Prep your pan: Heat the oven to 325°F (163°C). Line an 8x8-inch square pan with parchment, leaving overhang on two sides for easy lifting. Lightly grease the parchment and sides.
Mix the crust: In a bowl, combine 1 1/2 cups almond flour, 1/4 cup powdered sweetener, a pinch of salt, and 6 tablespoons melted butter.
Stir until the mixture looks like damp sand and holds when pressed.
Press and prebake: Press the crust mixture evenly into the pan. Dock lightly with a fork. Bake for 10–12 minutes until just set and lightly golden at the edges.
Let it cool for 5 minutes while you make the filling.
Beat the cream cheese: In a mixing bowl, beat 12 ounces softened cream cheese with 1/2 cup powdered sweetener until very smooth and no lumps remain, about 1–2 minutes. Scrape down the bowl.

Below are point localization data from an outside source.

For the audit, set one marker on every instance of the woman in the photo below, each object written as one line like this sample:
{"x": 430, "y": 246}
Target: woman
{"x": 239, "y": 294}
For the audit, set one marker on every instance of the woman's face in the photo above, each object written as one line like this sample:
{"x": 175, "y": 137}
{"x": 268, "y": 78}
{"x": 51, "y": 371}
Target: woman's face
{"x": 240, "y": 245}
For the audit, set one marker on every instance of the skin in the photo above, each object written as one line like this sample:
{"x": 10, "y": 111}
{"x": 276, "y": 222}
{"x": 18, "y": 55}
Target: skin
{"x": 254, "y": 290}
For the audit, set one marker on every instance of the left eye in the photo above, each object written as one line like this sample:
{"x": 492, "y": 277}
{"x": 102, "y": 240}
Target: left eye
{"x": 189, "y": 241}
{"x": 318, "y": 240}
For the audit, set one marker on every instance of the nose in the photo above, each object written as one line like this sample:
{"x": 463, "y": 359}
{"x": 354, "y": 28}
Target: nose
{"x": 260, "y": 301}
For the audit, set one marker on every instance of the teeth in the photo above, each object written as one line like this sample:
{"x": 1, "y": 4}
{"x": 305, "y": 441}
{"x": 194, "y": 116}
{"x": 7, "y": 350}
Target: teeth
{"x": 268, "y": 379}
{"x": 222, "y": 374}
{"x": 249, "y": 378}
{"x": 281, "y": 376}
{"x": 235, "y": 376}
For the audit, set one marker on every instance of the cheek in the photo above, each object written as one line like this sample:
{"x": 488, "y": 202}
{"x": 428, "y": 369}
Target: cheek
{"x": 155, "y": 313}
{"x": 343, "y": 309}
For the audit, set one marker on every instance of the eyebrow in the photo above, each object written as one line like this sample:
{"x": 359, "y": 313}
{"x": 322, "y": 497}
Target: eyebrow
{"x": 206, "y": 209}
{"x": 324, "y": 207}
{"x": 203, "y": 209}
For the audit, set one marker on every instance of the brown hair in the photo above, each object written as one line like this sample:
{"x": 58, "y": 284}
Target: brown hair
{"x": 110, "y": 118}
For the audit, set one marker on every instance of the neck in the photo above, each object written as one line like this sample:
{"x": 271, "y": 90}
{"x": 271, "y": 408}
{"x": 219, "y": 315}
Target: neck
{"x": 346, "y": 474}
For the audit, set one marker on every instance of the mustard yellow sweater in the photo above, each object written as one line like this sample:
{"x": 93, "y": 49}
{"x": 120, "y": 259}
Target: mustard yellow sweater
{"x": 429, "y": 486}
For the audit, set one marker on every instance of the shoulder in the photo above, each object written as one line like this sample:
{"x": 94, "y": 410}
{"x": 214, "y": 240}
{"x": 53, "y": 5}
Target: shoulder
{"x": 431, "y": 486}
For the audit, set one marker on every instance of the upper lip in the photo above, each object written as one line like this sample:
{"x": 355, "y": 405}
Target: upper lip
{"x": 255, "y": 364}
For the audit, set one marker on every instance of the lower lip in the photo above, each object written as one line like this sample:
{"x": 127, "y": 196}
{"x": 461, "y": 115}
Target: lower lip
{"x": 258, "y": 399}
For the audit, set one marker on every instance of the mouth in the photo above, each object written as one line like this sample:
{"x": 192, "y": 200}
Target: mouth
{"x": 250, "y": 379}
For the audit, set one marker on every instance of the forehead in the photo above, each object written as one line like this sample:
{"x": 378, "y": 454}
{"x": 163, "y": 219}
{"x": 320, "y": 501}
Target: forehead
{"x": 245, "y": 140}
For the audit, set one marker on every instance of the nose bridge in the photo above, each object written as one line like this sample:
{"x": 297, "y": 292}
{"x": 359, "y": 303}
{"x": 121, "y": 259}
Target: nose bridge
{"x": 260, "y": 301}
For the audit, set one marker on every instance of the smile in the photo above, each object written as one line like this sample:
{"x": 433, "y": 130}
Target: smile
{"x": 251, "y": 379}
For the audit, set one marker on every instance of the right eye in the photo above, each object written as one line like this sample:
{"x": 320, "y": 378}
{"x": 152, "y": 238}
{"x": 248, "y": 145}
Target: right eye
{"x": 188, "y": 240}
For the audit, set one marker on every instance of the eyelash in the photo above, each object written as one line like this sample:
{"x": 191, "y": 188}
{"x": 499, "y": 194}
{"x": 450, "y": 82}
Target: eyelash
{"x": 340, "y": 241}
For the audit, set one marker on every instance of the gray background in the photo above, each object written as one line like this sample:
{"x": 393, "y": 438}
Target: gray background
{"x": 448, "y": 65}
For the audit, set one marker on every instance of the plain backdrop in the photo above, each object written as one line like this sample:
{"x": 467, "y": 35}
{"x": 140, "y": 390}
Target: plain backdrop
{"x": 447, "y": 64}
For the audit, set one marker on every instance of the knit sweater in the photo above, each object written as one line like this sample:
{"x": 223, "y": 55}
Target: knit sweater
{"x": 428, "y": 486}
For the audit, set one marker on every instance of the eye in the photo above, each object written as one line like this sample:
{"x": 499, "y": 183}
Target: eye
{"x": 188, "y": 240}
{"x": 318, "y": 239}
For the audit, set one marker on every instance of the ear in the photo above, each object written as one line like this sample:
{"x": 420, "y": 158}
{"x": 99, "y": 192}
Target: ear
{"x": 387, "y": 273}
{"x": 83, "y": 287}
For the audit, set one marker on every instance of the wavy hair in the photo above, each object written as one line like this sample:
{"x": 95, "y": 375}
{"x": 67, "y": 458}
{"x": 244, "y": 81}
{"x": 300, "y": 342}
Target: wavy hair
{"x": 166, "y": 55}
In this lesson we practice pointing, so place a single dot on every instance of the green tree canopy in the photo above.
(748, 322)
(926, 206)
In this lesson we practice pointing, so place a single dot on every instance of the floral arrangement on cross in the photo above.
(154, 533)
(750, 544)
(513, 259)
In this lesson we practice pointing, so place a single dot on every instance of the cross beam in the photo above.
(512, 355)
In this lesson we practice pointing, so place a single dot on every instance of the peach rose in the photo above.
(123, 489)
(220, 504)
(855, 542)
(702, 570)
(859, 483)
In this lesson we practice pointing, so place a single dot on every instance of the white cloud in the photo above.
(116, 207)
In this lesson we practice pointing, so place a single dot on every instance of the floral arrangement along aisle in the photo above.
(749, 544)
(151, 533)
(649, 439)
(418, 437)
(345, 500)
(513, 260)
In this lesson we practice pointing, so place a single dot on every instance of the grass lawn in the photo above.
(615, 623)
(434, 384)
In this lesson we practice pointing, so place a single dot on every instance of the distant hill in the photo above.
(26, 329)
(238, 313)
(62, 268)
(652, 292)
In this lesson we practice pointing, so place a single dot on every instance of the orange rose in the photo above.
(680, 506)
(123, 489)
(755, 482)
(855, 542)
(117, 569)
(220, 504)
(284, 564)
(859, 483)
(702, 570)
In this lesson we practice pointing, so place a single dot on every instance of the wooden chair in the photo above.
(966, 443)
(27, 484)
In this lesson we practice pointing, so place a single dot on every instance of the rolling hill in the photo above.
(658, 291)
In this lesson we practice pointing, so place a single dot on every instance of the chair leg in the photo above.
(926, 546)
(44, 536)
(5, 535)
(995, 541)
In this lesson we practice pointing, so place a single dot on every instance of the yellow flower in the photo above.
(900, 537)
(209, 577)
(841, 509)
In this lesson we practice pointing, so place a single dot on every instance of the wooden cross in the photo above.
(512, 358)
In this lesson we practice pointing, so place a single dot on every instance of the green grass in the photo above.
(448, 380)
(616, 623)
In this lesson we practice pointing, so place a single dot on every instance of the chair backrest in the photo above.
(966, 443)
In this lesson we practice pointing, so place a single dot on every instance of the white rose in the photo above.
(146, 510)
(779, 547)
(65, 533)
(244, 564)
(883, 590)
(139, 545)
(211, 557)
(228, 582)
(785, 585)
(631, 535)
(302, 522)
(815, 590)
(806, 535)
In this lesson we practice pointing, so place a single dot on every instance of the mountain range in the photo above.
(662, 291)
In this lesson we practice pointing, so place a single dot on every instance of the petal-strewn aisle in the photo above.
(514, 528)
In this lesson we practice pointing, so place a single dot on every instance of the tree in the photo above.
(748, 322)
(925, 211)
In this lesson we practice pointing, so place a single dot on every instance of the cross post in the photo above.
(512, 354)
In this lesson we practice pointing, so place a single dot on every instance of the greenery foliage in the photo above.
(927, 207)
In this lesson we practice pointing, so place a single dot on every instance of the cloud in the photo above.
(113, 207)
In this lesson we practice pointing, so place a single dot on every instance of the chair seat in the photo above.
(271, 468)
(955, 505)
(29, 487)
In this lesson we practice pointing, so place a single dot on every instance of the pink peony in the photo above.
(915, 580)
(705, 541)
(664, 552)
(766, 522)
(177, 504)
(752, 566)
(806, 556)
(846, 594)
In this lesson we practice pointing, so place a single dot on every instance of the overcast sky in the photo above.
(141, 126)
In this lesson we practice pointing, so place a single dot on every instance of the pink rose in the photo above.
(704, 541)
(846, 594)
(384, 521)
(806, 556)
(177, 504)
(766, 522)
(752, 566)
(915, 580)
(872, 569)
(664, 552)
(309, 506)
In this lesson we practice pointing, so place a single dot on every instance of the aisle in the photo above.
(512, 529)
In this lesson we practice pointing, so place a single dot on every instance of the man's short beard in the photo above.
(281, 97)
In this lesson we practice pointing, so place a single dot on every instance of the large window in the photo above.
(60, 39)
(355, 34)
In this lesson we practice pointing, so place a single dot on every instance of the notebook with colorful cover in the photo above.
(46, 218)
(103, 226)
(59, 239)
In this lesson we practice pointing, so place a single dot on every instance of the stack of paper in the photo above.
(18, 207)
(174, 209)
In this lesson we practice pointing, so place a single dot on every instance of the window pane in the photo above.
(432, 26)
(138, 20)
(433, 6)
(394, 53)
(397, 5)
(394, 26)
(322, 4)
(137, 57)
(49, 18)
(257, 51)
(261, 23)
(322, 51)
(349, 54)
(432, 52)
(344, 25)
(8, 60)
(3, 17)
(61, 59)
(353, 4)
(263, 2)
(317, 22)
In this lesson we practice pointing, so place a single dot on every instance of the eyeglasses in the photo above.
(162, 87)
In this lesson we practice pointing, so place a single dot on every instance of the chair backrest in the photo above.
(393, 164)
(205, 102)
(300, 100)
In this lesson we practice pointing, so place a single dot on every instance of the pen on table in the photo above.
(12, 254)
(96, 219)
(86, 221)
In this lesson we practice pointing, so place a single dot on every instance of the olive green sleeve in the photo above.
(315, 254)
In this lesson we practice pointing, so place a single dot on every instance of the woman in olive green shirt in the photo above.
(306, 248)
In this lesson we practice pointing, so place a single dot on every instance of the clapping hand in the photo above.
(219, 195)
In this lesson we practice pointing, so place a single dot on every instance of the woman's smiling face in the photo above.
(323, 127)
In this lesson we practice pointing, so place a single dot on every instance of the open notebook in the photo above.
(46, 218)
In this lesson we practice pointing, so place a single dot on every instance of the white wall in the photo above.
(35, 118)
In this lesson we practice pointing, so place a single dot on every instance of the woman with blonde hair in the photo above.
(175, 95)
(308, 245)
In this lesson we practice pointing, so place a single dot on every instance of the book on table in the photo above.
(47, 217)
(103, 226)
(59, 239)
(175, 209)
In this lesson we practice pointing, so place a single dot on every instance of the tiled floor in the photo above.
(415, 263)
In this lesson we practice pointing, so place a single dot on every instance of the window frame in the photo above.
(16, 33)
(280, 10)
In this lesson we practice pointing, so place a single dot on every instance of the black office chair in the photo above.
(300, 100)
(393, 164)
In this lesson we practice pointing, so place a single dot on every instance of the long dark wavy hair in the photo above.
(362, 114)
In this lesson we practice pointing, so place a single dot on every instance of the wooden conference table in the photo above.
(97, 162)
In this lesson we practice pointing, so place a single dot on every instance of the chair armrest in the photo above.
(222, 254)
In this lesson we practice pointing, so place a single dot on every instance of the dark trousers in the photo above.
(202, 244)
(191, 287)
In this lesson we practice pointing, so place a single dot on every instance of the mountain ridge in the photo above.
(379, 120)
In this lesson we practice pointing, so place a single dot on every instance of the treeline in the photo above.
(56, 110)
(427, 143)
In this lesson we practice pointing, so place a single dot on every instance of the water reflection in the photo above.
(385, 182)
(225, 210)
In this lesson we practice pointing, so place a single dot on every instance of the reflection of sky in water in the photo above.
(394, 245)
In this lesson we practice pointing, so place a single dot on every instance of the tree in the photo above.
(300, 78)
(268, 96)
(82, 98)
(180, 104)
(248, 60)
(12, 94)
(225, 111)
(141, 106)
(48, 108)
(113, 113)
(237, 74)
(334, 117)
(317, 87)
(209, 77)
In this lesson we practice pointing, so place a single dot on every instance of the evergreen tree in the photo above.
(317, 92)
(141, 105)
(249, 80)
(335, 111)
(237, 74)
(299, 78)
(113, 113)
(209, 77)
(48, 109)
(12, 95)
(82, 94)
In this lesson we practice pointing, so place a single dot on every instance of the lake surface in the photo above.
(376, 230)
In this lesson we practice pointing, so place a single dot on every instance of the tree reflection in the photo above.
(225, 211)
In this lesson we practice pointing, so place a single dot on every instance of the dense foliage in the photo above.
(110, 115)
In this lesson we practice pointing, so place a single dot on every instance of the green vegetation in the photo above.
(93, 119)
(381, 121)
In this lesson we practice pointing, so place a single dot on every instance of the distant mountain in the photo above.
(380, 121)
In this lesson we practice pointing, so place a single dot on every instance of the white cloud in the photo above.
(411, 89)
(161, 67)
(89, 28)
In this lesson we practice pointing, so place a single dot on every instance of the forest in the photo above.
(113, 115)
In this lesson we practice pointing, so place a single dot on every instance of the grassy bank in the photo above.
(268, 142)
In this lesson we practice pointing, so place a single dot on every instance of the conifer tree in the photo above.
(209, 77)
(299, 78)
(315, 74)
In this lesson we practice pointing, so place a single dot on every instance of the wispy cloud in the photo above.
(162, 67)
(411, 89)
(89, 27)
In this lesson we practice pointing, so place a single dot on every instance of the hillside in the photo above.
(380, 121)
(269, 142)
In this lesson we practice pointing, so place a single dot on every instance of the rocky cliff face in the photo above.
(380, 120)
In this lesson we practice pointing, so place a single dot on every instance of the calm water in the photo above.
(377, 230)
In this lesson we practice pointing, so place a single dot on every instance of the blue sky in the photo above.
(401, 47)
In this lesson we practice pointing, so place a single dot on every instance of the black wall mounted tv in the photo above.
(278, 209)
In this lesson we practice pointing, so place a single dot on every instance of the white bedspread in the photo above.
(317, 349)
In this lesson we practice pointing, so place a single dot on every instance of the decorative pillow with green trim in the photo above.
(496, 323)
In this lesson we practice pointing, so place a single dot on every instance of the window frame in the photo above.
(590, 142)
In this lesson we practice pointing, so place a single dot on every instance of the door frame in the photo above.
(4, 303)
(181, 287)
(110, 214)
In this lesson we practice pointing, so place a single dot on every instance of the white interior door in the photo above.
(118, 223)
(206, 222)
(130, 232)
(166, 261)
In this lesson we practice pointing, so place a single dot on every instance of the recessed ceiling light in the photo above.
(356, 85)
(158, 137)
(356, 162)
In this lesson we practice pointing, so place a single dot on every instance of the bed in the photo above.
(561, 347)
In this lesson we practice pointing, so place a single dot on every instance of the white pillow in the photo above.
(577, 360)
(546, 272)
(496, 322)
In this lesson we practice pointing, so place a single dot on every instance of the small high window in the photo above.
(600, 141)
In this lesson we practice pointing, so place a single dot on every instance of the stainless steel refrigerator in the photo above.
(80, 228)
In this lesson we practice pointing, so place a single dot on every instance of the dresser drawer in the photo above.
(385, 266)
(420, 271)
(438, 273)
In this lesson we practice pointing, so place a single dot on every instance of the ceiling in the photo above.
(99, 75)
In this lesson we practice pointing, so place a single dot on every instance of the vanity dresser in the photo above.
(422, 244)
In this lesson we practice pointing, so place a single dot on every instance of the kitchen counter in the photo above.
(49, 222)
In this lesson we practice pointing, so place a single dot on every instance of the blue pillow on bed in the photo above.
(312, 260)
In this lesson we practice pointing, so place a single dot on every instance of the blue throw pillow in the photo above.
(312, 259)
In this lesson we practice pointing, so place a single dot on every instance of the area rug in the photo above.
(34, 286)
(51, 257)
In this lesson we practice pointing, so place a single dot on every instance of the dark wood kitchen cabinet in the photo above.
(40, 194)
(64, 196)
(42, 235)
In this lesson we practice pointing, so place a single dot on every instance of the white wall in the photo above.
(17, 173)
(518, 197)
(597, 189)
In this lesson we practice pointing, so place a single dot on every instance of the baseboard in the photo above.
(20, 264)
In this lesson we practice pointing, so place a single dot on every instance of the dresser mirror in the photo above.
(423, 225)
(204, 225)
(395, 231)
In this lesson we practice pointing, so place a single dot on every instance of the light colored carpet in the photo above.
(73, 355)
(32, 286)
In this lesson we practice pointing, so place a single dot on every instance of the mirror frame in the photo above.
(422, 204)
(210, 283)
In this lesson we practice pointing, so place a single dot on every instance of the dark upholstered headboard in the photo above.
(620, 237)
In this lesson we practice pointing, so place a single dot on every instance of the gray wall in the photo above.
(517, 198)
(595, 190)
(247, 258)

Add liquids and flavor: Beat in 1/3 cup heavy cream, 2 teaspoons lemon zest, 1/3 cup fresh lemon juice, and 1 teaspoon vanilla. If using, add a tiny pinch of xanthan gum.
Taste and adjust sweetness with a few drops of liquid stevia if desired.
Add the eggs: Beat in 2 large eggs, one at a time, on low speed. Mix just until combined. Avoid overmixing to minimize air bubbles.
Fill and bake: Pour the filling over the warm crust.
Tap the pan gently on the counter to release bubbles. Bake at 325°F (163°C) for 20–25 minutes, until the edges are set and the center has a slight jiggle.
Cool and chill: Let the bars cool to room temperature in the pan. Then cover and chill for at least 3 hours, preferably overnight, to fully set and develop flavor.
Slice and serve: Use the parchment overhang to lift the slab from the pan.
Cut into 16 squares with a sharp knife, wiping the blade between cuts. Optionally dust with a little powdered sweetener and extra lemon zest.